Chaque année, le 4 mai, les Pays-Bas s’arrêtent pour un moment de recueillement national à l’occasion de la Journée nationale du souvenir néerlandaise, connue sous le nom de Dodenherdenking. À 20 h, le pays entier observe deux minutes de silence, un geste collectif pour honorer celles et ceux qui ont perdu la vie pendant la Seconde Guerre mondiale, ainsi que lors des conflits et des missions de maintien de la paix qui ont suivi.
Au cimetière Beechwood, ce moment revêt une signification particulière. En tant que cimetière national du Canada et lieu du Cimetière militaire national des Forces armées canadiennes, nous sommes profondément liés à l’histoire commune entre le Canada et les Pays-Bas, une relation forgée dans le sacrifice, le courage et une amitié durable.
Une histoire partagée de libération
Au cours des derniers mois de la Seconde Guerre mondiale, les forces canadiennes ont joué un rôle déterminant dans la libération des Pays-Bas. Lors des campagnes difficiles de 1944 et 1945, des milliers de Canadiens ont servi et plus de 7 600 ont donné leur vie, afin de rendre la liberté à une nation occupée.
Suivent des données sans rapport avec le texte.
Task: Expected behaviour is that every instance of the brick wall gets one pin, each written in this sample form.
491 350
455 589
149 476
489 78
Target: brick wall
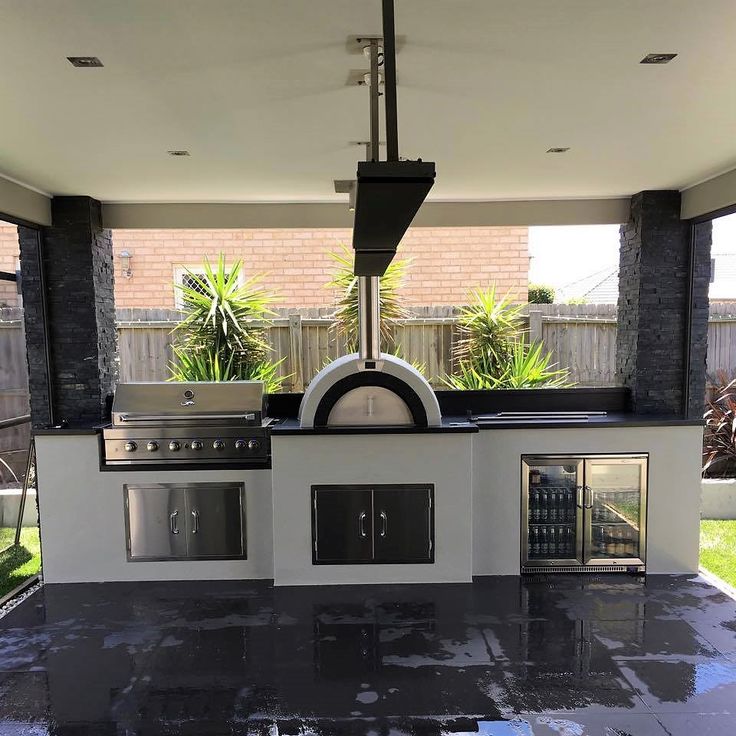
8 263
446 262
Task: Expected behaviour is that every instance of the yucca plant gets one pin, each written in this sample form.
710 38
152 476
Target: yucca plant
530 367
525 366
223 334
346 315
487 327
493 353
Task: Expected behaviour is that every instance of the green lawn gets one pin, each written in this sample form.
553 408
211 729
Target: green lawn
718 548
18 563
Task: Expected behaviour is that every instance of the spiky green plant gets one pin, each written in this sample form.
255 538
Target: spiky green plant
223 334
346 315
493 353
525 366
487 328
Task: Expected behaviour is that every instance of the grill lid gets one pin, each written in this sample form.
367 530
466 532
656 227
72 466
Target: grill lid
155 403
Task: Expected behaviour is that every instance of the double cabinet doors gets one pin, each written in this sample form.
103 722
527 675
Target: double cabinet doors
372 524
185 521
585 510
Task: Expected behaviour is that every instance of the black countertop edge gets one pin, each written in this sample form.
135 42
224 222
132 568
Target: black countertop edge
43 431
609 421
450 425
158 467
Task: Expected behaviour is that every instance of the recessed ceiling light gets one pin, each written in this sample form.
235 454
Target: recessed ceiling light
85 61
657 58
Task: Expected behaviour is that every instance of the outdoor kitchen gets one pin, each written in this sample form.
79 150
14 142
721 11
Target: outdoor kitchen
326 530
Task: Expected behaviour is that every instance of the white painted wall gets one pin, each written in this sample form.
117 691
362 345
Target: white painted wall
718 498
674 489
83 518
300 461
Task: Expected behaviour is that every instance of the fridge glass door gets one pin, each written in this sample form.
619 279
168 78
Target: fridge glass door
615 496
552 504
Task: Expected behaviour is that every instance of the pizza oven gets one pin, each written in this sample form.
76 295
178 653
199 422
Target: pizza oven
369 388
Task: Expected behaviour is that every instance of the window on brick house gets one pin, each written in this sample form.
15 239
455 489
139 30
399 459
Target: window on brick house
183 276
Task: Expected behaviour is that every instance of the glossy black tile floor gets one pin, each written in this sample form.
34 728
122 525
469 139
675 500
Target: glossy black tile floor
555 656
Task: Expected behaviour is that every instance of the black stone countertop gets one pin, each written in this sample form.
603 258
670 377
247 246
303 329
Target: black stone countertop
450 425
461 424
609 420
69 430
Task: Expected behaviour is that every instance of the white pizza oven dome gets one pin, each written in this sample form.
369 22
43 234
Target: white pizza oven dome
353 391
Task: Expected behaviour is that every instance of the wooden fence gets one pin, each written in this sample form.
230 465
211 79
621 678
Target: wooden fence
581 337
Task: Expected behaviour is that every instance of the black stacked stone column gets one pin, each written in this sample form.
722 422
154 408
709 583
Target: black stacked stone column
663 307
76 266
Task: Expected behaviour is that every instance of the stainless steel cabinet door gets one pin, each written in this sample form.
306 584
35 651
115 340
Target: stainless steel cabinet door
403 525
342 525
215 520
155 522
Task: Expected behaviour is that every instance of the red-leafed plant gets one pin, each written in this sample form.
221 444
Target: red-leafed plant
719 440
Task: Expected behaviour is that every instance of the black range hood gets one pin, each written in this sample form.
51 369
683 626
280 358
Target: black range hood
388 196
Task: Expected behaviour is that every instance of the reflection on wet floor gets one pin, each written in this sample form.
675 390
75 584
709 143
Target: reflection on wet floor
565 655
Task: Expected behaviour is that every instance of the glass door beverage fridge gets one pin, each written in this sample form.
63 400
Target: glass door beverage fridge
584 512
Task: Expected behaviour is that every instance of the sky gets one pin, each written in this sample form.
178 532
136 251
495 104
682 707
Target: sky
560 255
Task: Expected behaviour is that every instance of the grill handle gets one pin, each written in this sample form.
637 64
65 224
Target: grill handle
164 417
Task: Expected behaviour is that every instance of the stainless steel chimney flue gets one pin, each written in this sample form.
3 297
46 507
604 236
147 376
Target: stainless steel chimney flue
369 317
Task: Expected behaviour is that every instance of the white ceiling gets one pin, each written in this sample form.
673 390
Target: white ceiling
255 89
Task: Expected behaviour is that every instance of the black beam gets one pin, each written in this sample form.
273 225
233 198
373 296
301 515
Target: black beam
389 66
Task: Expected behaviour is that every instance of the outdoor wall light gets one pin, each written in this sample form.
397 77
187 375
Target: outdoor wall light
125 257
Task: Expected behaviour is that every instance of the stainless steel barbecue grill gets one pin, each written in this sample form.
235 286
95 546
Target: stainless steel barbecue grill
187 423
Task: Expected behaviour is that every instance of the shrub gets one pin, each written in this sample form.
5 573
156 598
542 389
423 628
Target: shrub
493 353
541 294
223 334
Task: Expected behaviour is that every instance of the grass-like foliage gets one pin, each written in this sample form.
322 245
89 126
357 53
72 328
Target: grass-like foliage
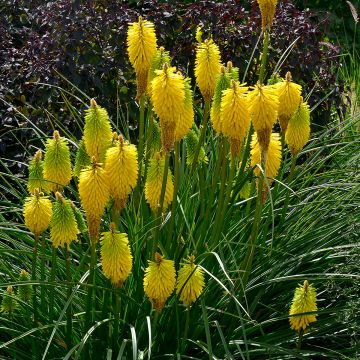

Cette libération ne fut pas uniquement une victoire militaire; elle a marqué le début d’un lien profond entre deux nations. Des familles néerlandaises ont accueilli des soldats canadiens dans leurs foyers. Cette reconnaissance ne s’est jamais estompée. Encore aujourd’hui, les Pays-Bas continuent d’honorer les militaires canadiens, en entretenant leurs tombes et en transmettant leurs histoires aux générations futures.
Un devoir de mémoire qui perdure
La Journée nationale du souvenir néerlandaise ne consiste pas uniquement à se tourner vers le passé. Elle vise à maintenir une mémoire active, pertinente et porteuse de sens. Elle nous rappelle que le prix de la liberté est réel, et que la responsabilité de se souvenir ne s’atténue pas avec le temps.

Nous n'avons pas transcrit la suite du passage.